Tracy L. Adler, Johnson-Pote Director of the Wellin, who organized the exhibition, notes, “With this exhibition, we hope to share the complexities of issues that are very much in the news. Artists are on the forefront of interpreting and responding to current events in real time and here Cabrera has personalized a subject that is close to her as a Mexican-American artist. We often think of these issues without consideration of the people who are impacted directly, so these sculptures—which are clearly handmade and made by many different hands—bring forward personal and individual perspectives that help humanize the issue. The works on view touch on many subjects—social, cultural, and historical—and act as a catalyst for dialogues across disciplines here at Hamilton College.”

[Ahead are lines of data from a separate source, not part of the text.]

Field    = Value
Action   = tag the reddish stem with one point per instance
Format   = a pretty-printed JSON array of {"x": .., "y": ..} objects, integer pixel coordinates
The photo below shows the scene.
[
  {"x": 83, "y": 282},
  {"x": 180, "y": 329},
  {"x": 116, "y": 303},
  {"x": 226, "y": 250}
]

A collaboration between artist Margarita Cabrera, the Arizona State University Art Museum, and the Desert Botanical Garden in Phoenix, Arizona, Space in Between is a continuation of Cabrera’s ongoing work with Spanish-speaking immigrant communities in the United States, centered on the promotion of cultural dialogues around community, craft, immigration, cultural identity, and labor, through art.
Space in Between was first presented as a workshop in early 2010 at BOX 13 ArtSpace in Houston, Texas, and select works are currently on view as part of Prospect.4: The Lotus in Spite of the Swamp, the fourth iteration of New Orleans’ citywide triennial of contemporary art. Participants in the workshop were immigrants to the U.S. from Mexico and Central America, who produced numerous sculptural replicas of desert plants indigenous to the Southwestern United States. Subsequent workshops took place in Charlotte, North Carolina as part of The Knight Artist-in-Residence at the McColl Center for Visual Arts; at Santa Fe Art Institute, New Mexico; and in Phoenix, Arizona at Combine Studio, in collaboration with Arizona State University and Desert Botanical Gardens.
The exhibition will be on view simultaneously with This Place, which explores the contested spaces of Israel and the West Bank through the eyes of 12 acclaimed photographers from around the world.